Was ist die Rangfolge der Schutzmaßnahmen und wie verändert sie die Maßnahmen?

Es ist die Reihenfolge, in der Schutzmaßnahmen zu prüfen sind: die Gefährdung beseitigen, durch etwas weniger Gefährliches ersetzen, technisch sichern — Schutzeinrichtung, Verriegelung, Absaugung —, dann organisatorische Maßnahmen wie Betriebsanweisungen, Erlaubnisscheine und Unterweisungen und zuletzt persönliche Schutzausrüstung.

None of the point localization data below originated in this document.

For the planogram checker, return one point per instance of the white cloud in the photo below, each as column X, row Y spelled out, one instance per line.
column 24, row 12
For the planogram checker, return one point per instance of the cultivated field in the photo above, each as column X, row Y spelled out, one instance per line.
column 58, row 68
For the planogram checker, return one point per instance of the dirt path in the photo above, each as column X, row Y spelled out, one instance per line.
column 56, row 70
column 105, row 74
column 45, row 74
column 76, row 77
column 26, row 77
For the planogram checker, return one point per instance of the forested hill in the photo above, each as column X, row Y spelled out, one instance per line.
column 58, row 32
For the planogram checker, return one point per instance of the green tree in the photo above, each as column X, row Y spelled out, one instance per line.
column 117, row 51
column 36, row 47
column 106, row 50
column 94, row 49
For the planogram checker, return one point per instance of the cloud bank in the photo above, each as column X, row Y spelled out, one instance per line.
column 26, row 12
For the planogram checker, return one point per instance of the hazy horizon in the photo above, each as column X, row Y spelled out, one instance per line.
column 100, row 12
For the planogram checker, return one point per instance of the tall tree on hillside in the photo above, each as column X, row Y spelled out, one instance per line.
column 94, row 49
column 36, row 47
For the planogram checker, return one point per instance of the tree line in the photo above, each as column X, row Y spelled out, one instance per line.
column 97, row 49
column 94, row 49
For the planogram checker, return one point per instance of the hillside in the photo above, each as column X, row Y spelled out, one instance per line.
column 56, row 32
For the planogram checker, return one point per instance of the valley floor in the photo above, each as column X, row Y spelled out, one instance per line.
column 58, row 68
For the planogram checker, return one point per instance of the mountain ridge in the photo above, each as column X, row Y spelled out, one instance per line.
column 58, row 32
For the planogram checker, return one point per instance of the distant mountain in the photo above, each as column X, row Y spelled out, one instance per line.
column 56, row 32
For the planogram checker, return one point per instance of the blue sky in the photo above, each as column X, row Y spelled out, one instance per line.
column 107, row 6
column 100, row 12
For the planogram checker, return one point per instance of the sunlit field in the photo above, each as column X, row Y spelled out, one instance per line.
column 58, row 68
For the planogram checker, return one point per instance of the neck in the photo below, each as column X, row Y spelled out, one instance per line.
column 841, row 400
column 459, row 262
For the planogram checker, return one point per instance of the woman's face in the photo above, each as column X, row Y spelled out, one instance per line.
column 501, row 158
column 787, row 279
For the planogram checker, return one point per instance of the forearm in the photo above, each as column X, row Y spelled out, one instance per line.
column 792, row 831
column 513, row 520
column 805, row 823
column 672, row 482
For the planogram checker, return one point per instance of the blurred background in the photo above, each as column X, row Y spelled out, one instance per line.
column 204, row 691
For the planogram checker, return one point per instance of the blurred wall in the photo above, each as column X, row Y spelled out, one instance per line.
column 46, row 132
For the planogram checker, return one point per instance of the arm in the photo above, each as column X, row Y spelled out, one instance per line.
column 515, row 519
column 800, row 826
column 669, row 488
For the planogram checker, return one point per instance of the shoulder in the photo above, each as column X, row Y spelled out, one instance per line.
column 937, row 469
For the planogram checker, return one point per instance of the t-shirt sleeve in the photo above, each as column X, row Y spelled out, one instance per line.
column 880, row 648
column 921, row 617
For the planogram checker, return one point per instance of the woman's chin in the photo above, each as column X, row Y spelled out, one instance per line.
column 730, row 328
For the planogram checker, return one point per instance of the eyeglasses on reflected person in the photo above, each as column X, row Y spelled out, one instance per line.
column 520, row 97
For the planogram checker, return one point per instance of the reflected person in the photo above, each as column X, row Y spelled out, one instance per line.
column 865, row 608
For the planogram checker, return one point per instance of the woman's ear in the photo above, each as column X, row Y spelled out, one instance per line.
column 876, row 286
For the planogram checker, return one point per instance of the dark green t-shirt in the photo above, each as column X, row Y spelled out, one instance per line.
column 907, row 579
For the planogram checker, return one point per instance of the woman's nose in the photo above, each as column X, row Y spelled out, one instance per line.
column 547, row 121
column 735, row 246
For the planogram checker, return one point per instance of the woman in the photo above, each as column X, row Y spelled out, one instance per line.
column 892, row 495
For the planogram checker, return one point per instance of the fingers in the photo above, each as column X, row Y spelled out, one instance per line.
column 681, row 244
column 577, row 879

Im deutschen Arbeitsschutz ist das als STOP-Prinzip geläufig und in § 4 ArbSchG angelegt, der verlangt, Gefahren an ihrer Quelle zu bekämpfen und individuelle Schutzmaßnahmen nachrangig zu behandeln. Die Reihenfolge ist keine Präferenz: Beseitigung und Substitution nehmen die Exposition weg, ganz gleich, was danach jemand tut, während organisatorische Maßnahmen und PSA nur wirken, solange sich alle genau wie vorgesehen verhalten — in jeder Schicht, auch in den schlechten. Sie verändert die Maßnahmen, weil sie für jede übersprungene Stufe eine ausgesprochene Begründung erzwingt. Eine Maßnahmenliste, die nur aus Nachschulungen, Unterweisungen und neuen Schildern besteht, ist eine Liste der beiden schwächsten verfügbaren Stufen — und der zuverlässigste Vorbote dafür, dass derselbe Unfall wieder passiert.

Wie prüft man, ob eine Schutzmaßnahme tatsächlich wirkt?

Nicht daran, ob die Maßnahme als erledigt markiert wurde. Wirksamkeitsprüfung heißt, nach einer Zeit an den Arbeitsplatz zurückzukehren, in der die normale Arbeit die Maßnahme auf die Probe stellen konnte, und drei getrennte Fragen zu beantworten: Existiert die Maßnahme so, wie sie beschrieben wurde? Tut sie, was sie tun sollte? Und benutzen die Leute sie, statt sie zu umgehen? Die dritte Frage fängt die meisten Fehlschläge, denn eine Maßnahme, die den Beschäftigten Zeit kostet, wird leise umgangen und von niemandem gemeldet. Achten Sie außerdem auf die Gefährdung, die die Maßnahme selbst geschaffen hat — eine Schutzeinrichtung, die die Instandhaltung in eine schlechtere Position zwingt, eine Verriegelung, die zur Überbrückung einlädt, ein Erlaubnisschein, der eine Stunde an eine Arbeit hängt, die ohnehin zu spät beginnt. Geben Sie die Prüfung an jemand anderen als die Person, die die Maßnahme verantwortet hat, und lassen Sie eine Beobachtung oder eine Messung mehr zählen als ein ausgefülltes Feld in einer Nachverfolgung. Abschnitt 10.2 der ISO 45001 erwartet, dass die Wirksamkeit von Korrekturmaßnahmen bewertet wird — genau deshalb führt „Maßnahmen wirksam?“ in diesem Diagramm zurück in die Maßnahmenwahl und nicht direkt zum Abschluss.